To share the cache between two or more runners, set the Shared flag to true. This flag removes the runner token from the URL (runner/<runner-id>) and all configured runners share the same cache. You can also set Path to separate caches between runners when cache sharing is enabled.

Distributed container registry mirroring

To speed up jobs executed inside of Docker containers, you can use the Docker registry mirroring service. This service provides a proxy between your Docker machines and all used registries. Images are downloaded one time by the registry mirror. On each new host, or on an existing host where the image is not available, the image is downloaded from the configured registry mirror.

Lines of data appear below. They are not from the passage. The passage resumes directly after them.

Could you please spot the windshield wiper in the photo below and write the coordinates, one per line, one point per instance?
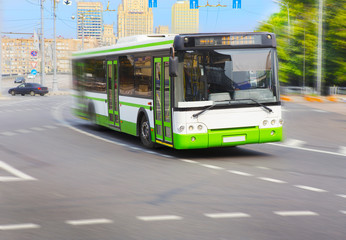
(206, 109)
(258, 103)
(211, 106)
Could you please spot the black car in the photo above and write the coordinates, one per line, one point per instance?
(29, 88)
(19, 80)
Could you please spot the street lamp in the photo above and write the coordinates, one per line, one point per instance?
(288, 14)
(55, 82)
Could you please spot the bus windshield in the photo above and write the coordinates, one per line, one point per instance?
(226, 75)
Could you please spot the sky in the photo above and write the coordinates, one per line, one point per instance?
(24, 16)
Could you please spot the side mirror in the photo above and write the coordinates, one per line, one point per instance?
(173, 66)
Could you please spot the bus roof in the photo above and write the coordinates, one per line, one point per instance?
(152, 42)
(125, 45)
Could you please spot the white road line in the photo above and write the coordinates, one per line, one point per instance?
(227, 215)
(318, 110)
(294, 143)
(310, 188)
(8, 134)
(212, 166)
(159, 218)
(88, 221)
(188, 161)
(263, 168)
(295, 213)
(271, 180)
(37, 128)
(22, 176)
(307, 149)
(23, 131)
(19, 226)
(240, 173)
(50, 126)
(342, 150)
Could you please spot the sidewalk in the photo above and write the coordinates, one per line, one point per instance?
(330, 104)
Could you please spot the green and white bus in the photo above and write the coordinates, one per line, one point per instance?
(183, 91)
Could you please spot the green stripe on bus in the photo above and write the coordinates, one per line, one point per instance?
(134, 105)
(124, 48)
(92, 98)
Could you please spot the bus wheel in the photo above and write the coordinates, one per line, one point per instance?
(144, 133)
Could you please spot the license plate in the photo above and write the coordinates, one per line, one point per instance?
(234, 139)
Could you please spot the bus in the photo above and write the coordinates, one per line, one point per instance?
(184, 91)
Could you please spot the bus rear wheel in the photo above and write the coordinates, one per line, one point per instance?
(144, 133)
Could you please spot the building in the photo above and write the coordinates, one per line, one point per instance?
(17, 58)
(90, 17)
(134, 18)
(184, 19)
(109, 37)
(162, 29)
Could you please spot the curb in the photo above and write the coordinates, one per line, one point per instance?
(317, 99)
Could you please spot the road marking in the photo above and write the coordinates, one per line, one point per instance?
(271, 180)
(318, 110)
(240, 173)
(20, 176)
(296, 213)
(294, 143)
(9, 134)
(263, 168)
(88, 221)
(212, 166)
(342, 150)
(310, 188)
(37, 128)
(227, 215)
(188, 161)
(19, 226)
(159, 218)
(307, 149)
(50, 126)
(23, 131)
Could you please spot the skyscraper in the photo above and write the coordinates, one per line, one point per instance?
(184, 19)
(90, 17)
(134, 18)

Provided that the mirror exists in your Docker machines LAN, the image downloading step should be much faster on each host.

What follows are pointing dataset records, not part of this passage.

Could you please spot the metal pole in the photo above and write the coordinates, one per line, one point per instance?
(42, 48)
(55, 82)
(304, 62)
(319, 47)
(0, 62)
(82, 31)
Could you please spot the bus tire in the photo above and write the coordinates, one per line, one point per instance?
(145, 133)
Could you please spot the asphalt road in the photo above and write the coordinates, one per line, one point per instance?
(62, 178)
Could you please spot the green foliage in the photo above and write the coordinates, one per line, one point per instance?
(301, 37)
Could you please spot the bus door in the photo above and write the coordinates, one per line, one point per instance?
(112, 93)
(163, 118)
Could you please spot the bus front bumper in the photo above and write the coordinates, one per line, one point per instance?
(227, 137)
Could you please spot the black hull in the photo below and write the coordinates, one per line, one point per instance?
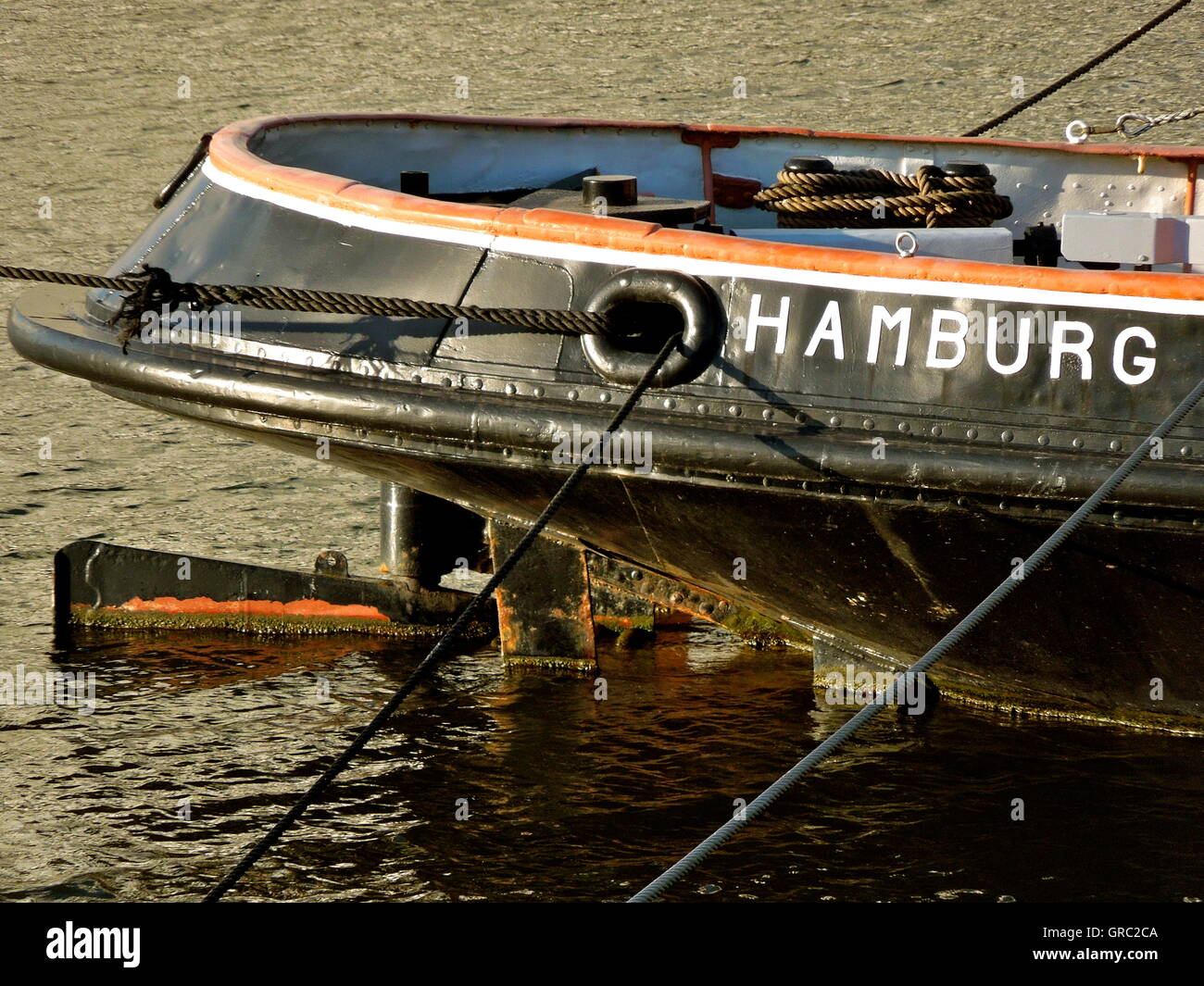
(874, 486)
(886, 576)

To configure the Docker registry mirroring, you have to add MachineOptions to the configuration in config.toml:

[[runners]]
  limit = 10
  executor = "docker+machine"
  [runners.machine]
    (...)
    MachineOptions = [
      (...)
      "engine-registry-mirror=http://10.11.12.13:12345"
    ]

Where 10.11.12.13:12345 is the IP address and port where your registry mirror is listening for connections from the Docker service. It must be accessible for each host created by Docker Machine.

Read more about how to use a proxy for containers.

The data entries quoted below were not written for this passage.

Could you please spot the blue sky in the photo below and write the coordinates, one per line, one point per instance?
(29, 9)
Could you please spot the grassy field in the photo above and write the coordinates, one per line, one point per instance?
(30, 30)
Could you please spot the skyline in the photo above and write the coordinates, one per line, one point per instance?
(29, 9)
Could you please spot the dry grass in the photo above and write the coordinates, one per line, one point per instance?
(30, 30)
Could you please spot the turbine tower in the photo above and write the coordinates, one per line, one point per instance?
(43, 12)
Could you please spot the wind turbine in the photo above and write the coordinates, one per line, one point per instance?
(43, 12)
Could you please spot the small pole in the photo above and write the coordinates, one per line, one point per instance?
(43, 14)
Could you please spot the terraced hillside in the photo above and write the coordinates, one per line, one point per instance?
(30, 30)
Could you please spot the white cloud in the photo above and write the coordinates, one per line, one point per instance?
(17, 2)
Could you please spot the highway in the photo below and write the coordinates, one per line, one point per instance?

A complete example of config.toml

The config.toml below uses the google Docker Machine driver:

concurrent = 50   # All registered runners can run up to 50 concurrent jobs

[[runners]]
  url = "https://gitlab.com"
  token = "RUNNER_TOKEN"             # Note this is different from the registration token used by `gitlab-runner register`
  name = "autoscale-runner"
  executor = "docker+machine"        # This runner is using the 'docker+machine' executor
  limit = 10                         # This runner can execute up to 10 jobs (created machines)
  [runners.docker]
    image = "ruby:2.7"               # The default image used for jobs is 'ruby:2.7'
  [runners.machine]
    IdleCount = 5                    # There must be 5 machines in Idle state - when Off Peak time mode is off
    IdleTime = 600                   # Each machine can be in Idle state up to 600 seconds (after this it will be removed) - when Off Peak time mode is off
    MaxBuilds = 100                  # Each machine can handle up to 100 jobs in a row (after this it will be removed)
    MachineName = "auto-scale-%s"    # Each machine will have a unique name ('%s' is required)
    MachineDriver = "google" # Refer to Docker Machine docs on how to authenticate: https://docs.docker.com/machine/drivers/gce/#credentials
    MachineOptions = [
      "google-project=GOOGLE-PROJECT-ID",
      "google-zone=GOOGLE-ZONE", # e.g. 'us-central-1'
      "google-machine-type=GOOGLE-MACHINE-TYPE", # e.g. 'n1-standard-8'
      "google-machine-image=ubuntu-os-cloud/global/images/family/ubuntu-1804-lts",
      "google-username=root",
      "google-use-internal-ip",
      "engine-registry-mirror=https://mirror.gcr.io"
    ]
    [[runners.machine.autoscaling]]  # Define periods with different settings
      Periods = ["* * 9-17 * * mon-fri *"] # Every workday between 9 and 17 UTC
      IdleCount = 50
      IdleCountMin = 5
      IdleScaleFactor = 1.5 # Means that current number of Idle machines will be 1.5*in-use machines,
                            # no more than 50 (the value of IdleCount) and no less than 5 (the value of IdleCountMin)
      IdleTime = 3600
      Timezone = "UTC"
    [[runners.machine.autoscaling]]
      Periods = ["* * * * * sat,sun *"] # During the weekends
      IdleCount = 5
      IdleTime = 60
      Timezone = "UTC"
  [runners.cache]
    Type = "s3"
    [runners.cache.s3]
      ServerAddress = "s3.eu-west-1.amazonaws.com"
      AccessKey = "AMAZON_S3_ACCESS_KEY"
      SecretKey = "AMAZON_S3_SECRET_KEY"
      BucketName = "runner"
      Insecure = false

Note that the MachineOptions parameter contains options for the google driver which is used by Docker Machine to spawn machines hosted on Google Compute Engine, and one option for Docker Machine itself (engine-registry-mirror).